Many call Neverness by many names, but all call her beautiful. Once, Danlo had thought of this beauty as
shonamanse
, the beauty that men and woman make with their hands. But there is always beauty inside beauty, and Neverness had been built inside a half-ring of three of the most beautiful mountains in the world. Adjoining the Hollow Fields, almost so close that Danlo could have reached out his hand into the cold air and touched it, was Urkel, a great cone of basalt and granite and fir trees gleaming in the sun. And to the north, Attakel the Infinite, with its jagged, white-capped peak pointing the way towards the heavens for all to see. Just below Attakel, where the city rises up against the mountain, Danlo could make out the stunning rock formations of the Elf Garden where he had once gone to meditate as a journeyman.
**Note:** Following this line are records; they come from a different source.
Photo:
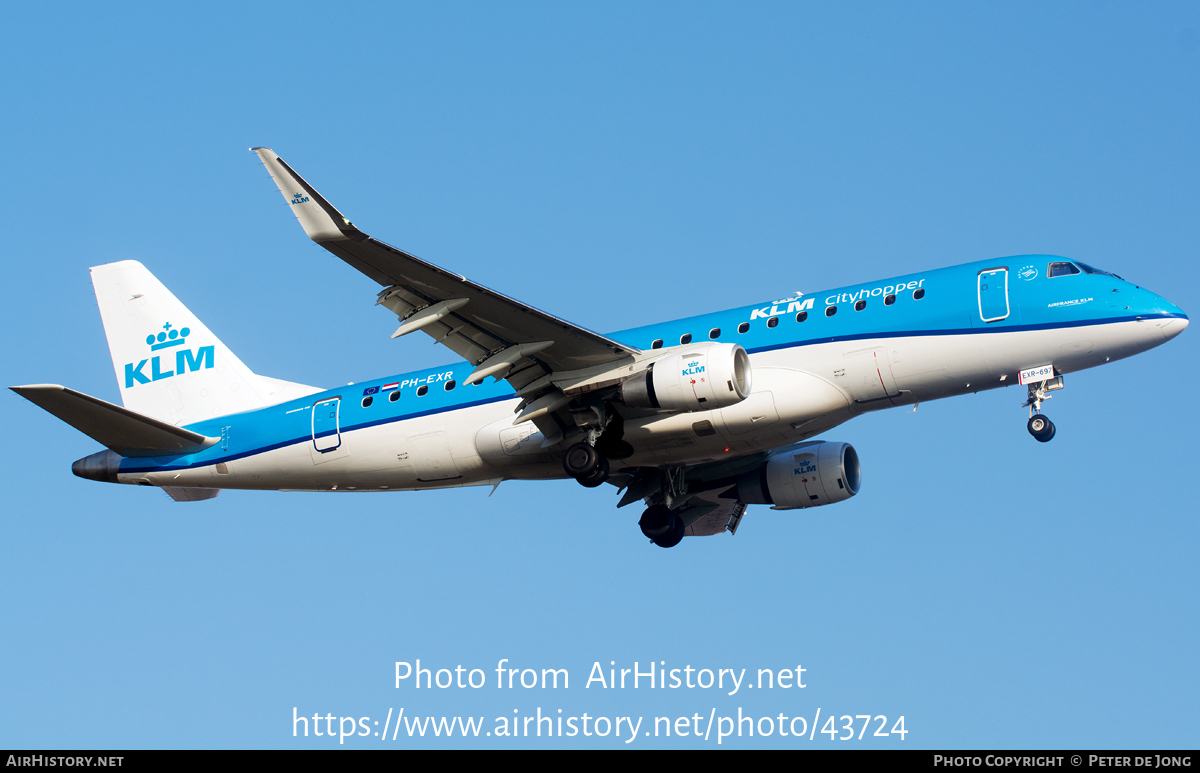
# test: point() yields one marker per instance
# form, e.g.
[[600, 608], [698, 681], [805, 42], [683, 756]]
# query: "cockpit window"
[[1089, 269]]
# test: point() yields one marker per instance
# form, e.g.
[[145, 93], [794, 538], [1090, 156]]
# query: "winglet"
[[318, 217]]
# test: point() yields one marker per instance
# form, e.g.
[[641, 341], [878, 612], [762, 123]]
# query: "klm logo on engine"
[[185, 359]]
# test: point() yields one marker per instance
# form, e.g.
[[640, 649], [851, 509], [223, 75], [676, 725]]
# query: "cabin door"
[[327, 435], [994, 294]]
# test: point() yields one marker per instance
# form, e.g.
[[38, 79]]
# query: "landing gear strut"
[[663, 526], [586, 465], [1039, 426]]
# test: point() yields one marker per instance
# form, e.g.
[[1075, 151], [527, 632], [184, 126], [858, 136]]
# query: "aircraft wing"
[[503, 336]]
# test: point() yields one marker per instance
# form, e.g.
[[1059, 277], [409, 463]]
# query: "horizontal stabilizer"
[[126, 432]]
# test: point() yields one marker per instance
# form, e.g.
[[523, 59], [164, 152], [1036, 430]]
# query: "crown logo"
[[167, 339]]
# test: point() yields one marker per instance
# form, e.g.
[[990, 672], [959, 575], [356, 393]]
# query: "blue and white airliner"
[[699, 418]]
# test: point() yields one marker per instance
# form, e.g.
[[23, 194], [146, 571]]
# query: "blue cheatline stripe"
[[307, 438], [959, 331], [786, 345]]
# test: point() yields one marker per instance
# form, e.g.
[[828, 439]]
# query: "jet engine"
[[807, 475], [701, 378]]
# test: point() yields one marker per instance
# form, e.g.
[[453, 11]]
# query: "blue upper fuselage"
[[1039, 292]]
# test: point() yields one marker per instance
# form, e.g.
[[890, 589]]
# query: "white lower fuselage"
[[798, 393]]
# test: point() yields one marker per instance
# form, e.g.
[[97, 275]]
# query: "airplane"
[[699, 418]]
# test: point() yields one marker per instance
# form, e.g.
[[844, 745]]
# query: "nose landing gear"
[[1039, 426]]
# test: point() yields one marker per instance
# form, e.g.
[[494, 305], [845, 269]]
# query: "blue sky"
[[616, 165]]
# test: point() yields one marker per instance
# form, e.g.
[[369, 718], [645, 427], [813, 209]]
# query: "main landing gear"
[[663, 526], [1039, 426], [585, 463]]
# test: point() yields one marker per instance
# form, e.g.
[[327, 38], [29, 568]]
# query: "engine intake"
[[808, 475], [701, 378]]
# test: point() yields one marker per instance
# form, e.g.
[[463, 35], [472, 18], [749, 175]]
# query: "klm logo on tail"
[[185, 359]]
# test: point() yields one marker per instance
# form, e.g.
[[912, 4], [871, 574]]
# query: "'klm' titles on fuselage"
[[185, 360]]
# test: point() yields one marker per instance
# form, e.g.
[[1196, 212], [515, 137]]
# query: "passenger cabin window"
[[1061, 268]]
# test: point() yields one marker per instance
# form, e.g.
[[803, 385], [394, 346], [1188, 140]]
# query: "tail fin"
[[168, 364]]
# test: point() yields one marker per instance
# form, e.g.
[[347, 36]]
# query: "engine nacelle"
[[804, 477], [702, 377]]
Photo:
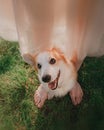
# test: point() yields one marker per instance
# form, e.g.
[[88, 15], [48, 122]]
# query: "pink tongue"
[[51, 85]]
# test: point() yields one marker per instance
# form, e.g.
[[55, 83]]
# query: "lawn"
[[18, 81]]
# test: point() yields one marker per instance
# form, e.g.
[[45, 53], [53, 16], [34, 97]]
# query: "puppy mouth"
[[54, 84]]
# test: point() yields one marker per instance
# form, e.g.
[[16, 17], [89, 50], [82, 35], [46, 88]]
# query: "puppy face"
[[52, 67], [48, 69]]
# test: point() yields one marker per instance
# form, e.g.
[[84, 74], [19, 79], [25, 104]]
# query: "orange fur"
[[58, 55]]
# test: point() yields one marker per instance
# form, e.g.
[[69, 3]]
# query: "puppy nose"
[[46, 78]]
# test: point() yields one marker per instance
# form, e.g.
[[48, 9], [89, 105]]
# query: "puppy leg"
[[76, 94], [40, 96]]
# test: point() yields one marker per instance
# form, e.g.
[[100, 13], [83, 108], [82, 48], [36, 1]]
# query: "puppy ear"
[[30, 59]]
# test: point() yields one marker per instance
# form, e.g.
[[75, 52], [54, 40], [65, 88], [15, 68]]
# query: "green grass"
[[18, 81]]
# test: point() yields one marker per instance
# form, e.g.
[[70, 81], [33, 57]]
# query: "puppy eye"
[[39, 66], [52, 61]]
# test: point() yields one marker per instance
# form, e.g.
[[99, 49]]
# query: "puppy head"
[[51, 66]]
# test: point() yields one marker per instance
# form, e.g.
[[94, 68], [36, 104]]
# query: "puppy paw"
[[76, 94], [39, 97]]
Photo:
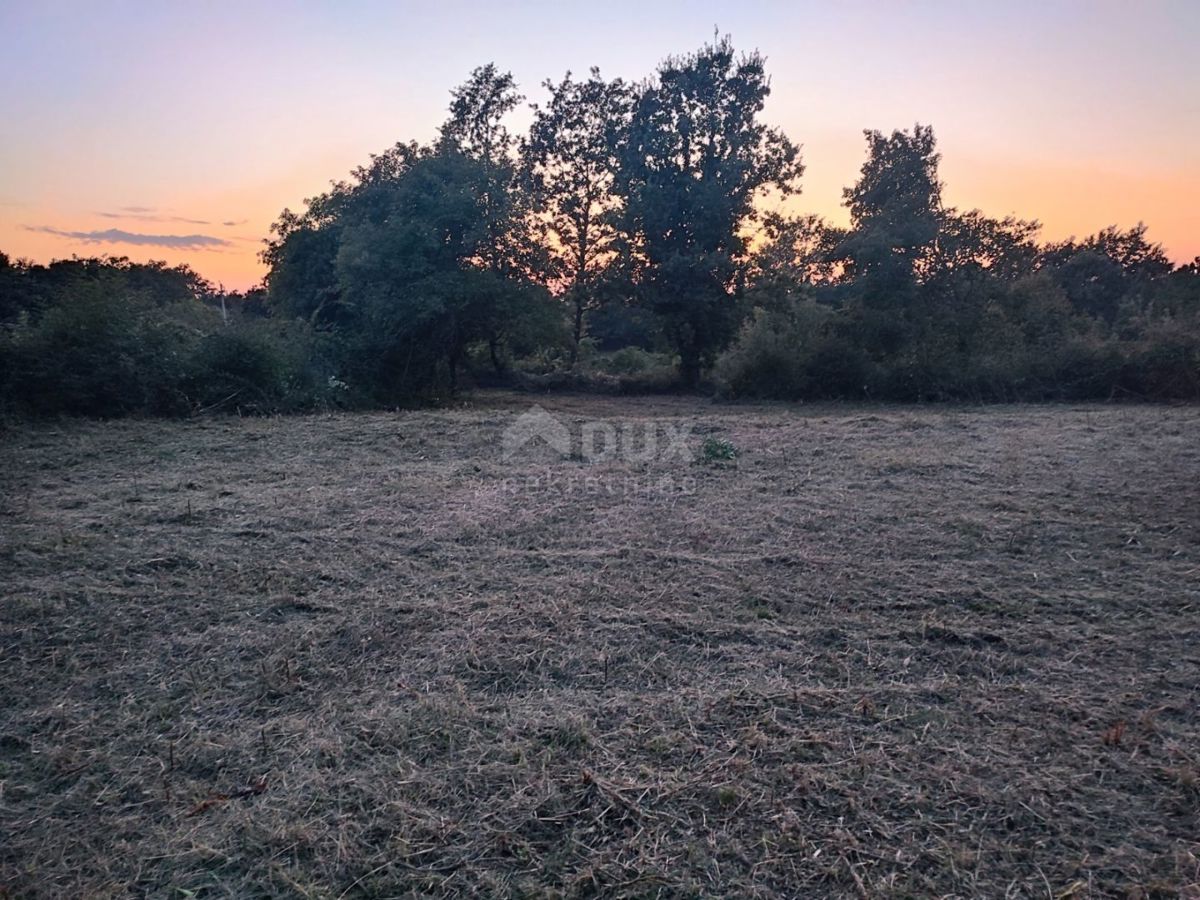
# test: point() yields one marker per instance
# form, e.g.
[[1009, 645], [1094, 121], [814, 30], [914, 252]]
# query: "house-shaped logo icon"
[[533, 425]]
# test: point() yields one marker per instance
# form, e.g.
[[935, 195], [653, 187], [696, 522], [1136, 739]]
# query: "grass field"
[[886, 652]]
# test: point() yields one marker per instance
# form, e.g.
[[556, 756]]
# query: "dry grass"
[[886, 653]]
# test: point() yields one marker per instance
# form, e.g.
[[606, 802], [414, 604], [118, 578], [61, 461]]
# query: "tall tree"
[[569, 163], [509, 247], [694, 161], [895, 210]]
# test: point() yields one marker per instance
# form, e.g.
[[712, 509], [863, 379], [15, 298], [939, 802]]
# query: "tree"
[[694, 161], [895, 209], [509, 247], [569, 165]]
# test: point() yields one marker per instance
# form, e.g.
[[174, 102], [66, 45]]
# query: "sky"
[[179, 131]]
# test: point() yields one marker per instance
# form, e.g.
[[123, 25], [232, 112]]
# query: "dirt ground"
[[888, 652]]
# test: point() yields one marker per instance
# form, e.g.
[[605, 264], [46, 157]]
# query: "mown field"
[[889, 652]]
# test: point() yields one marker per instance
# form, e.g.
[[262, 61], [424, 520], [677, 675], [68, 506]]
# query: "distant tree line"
[[625, 243]]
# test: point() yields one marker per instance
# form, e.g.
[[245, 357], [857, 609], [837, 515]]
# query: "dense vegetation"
[[623, 243]]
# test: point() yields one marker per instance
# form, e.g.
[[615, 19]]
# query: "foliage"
[[631, 229], [569, 163], [695, 159]]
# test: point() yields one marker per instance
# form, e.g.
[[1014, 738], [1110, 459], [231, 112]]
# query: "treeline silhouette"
[[631, 240]]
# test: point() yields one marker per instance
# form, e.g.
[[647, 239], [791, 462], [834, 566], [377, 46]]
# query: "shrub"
[[773, 354]]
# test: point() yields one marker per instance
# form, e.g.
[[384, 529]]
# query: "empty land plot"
[[886, 652]]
And far across the city to the northwest — across a narrow sound of the ocean which froze hard and fast in winter — he saw his favourite of the three mountains, Waaskel. It was Waaskel, this shining, white horn, that had guided him when he had first come to Neverness from a very different direction so many years before.
Losas shona
, he thought.
Shona eth halla.
Halla
was the beauty of nature, and the glory of Neverness as a city was to mirror the natural beauty of Neverness Island itself. As Danlo rocketed slowly along the broad orange sliddery connecting the Hollow Fields to the academy, he marvelled at the great gleaming spires built of white granite or diamond or organic stone. There were the spires of the Old City, numerous, lovely and ancient, and the more recently-built spires such as those named for Tadeo Ashtoreth and Ada Zenimura. And the most recent of all, Soli's Spire, named for Danlo's grandfather. This needle of pink granite was the tallest in the city. At the end of the Pilots' War, when a hydrogen bomb had destroyed much of the Hollow Fields and the surrounding neighbourhoods, Mallory Ringess had ordered it raised up as part of his rebuilding programme. This newly-made part of the city he called, simply, the New City, and it was these well-ordered blocks and graceful buildings through which the procession of sleds escorting Danlo now passed.